O Elogio da Loucura, de Erasmo de Roterdã
O Elogio da Loucura, de Erasmo de Roterdã
Arnaldo Sampaio de Moraes Godoy
Erasmo de Roterdã foi um crítico da inflação legislativa, dos advogados, dos julgamentos, das demoras dos processos. Nasceu na Holanda, em meados do século XV, provavelmente em 1465. Foi ordenado padre, viveu em Paris, em Oxford, em Londres, onde teria escrito o Elogio da Loucura, um dos livros mais emblemáticos de nossa tradição cultural ocidental.
Erasmo esteve também por toda a Itália, travou amizades com as mais altas personalidades de sua época. Interessou por monumentos antigos, por manuscritos perdidos, por uma cultura que lutou para revivier. Símbolo do humanismo, sua vasta cultura proporcionou-lhe o epíteto de “o príncipe dos humanistas”.
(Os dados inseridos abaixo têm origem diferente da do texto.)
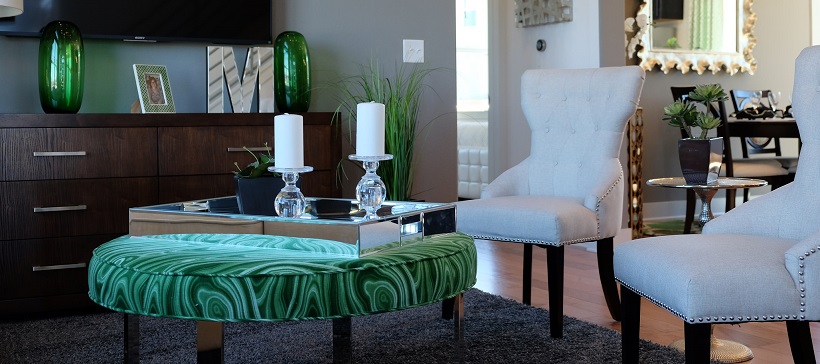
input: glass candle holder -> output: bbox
[268,166,313,217]
[349,154,393,219]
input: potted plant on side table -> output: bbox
[663,84,728,185]
[233,143,285,216]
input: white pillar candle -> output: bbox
[356,101,384,156]
[273,114,305,168]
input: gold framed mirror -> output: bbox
[624,0,757,75]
Erasmo formulou um modelo próprio de pronúncia de grego clássico, chamada erasmiana ou etacista. É a forma como até hoje se estuda o Novo Testamento, em ambientes de teologia sistemática. O uso de seu sistema de pronúncia, que não corresponde à forma como os gregos contemporâneos falam a língua grega é fonte de muitos ruídos interpretativos. Erasmo, no entanto, pretendia unificar o que acreditava disperso e desordenado. É um dos pais fundadores dos estudos linguísticos.
Erasmo foi também um importante teólogo. Chegou a intervir em favor de Lutero, publicou obra sobre o livre arbítrio, mudou-se para Friburgo, na região fronteiriça entre Alemanha e França, onde lecionou. É ainda o símbolo dos estudantes europeus que conhecem várias universidades. O programa europeu que recebe estudantes da comunidade europeia chama-se Programa Erasmo.
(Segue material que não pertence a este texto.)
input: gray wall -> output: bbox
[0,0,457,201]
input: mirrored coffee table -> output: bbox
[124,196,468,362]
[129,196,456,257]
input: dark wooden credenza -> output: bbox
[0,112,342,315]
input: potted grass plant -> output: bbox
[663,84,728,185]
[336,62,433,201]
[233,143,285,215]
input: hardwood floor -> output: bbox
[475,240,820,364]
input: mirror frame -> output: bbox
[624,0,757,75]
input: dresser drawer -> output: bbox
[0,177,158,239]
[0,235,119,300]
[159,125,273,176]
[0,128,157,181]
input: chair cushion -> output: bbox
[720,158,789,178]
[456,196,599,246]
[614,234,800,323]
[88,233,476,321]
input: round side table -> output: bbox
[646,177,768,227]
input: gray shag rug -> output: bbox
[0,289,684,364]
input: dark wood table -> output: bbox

Provocantes as opiniões de Erasmo sobre o lugar do Direito no contexto no qual viveu. São excertos que extraio do célebre Elogio da Loucura, primeiramente publicado em Paris, em 1511. Imaginando que a humanidade conheceu em algum lugar do passado uma época de ouro, Erasmo lembrou que em algum lugar do passado os legisladores eram inúteis. Quando havia bons costumes, não havia necessidade de leis. Foi um crítico da legislação casuística.
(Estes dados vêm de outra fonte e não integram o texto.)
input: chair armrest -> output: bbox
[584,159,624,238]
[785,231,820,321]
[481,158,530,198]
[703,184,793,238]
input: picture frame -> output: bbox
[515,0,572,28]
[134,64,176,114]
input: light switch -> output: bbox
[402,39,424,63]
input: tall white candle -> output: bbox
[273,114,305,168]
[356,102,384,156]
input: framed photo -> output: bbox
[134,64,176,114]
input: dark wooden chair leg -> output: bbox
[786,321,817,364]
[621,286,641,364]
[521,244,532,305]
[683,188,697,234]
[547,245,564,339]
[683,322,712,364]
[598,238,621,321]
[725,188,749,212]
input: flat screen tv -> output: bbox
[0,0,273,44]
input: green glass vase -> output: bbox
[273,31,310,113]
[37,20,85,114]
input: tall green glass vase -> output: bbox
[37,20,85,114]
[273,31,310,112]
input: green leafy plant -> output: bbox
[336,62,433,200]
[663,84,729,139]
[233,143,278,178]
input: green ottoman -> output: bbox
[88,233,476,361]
Erasmo atacou os advogados. Lembrava que os filósofos ridicularizavam os advogados, que qualificavam como senhores de uma ciência de burros. No entanto, reconhecia que, burros ou não, advogados eram os intérpretes das leis que regulavam todos os negócios. Afirmava que os advogados faziam um grande conceito de sua arte e que pretendiam preponderar sobre todos os eruditos. Há na época uma velada disputa entre teólogos e juristas, o que se revelava inclusive nos programas de ensino universitário. Havia diplomados em direito canônico e havia diplomados em direito comum.
Faziam-se muitas leis que não chegavam a conclusão alguma. Os textos jurídicos eram um amontoado de comentários, de glosas e de citações. Dificultavam tudo. E como sempre se acha mais belo o que é difícil, os tolos tinham em grande conta a ciência do direito.
Na visão de Erasmo, uma megalomania corporativa atingia os homens de leis, na medida em que existiria uma tendência de reduzir-se a vida ao campo jurídico. Tentativa inócua, na visão de Erasmo, que se valeu do mito de Sísifo para qualificar o trabalho do advogado. Sísifo fora condenado (segundo a mitologia grega) a fazer rolar uma enorme pedra até o topo de uma montanha. Quando chegava ao cume, a pedra rolava para baixo, e então todo o trabalho seria recomeçado. Simboliza a inutilidade de um esforço e, invocando a triste figura. Erasmo certamente quis caracterizar a dificuldade da advocacia. As críticas ao Direito Romano fulminavam os advogados da época. Erasmo pensava que juízes eram venais e que advogados eram prevaricadores. Erasmo era desencantado com o Direito.
Erasmo é figura simbólica no início da modernidade. Valorizava os ideais de libertação humana e uma compreensão de nossa importância na ordem das coisas. A loucura, nesse livro fundamental, toma existência personificada e avalia padrões e valores dessa época de transição. O título, Elogio à Loucura, é uma clara homenagem de Erasmo a seu amigo Thomas Morus, inglês, cujo nome, vertido para o latim, equivaleria a alguma forma de delírio ou de alienação.
Erasmo exerceu grande influência na intelectualidade europeia. Foi a própria e perfeita representação do intelectual renascentista. Propagou o humanismo, o antropocentrismo, o racionalismo e o individualismo como valores de um tempo novo, do qual foi, ao mesmo tempo, estímulo e resultado.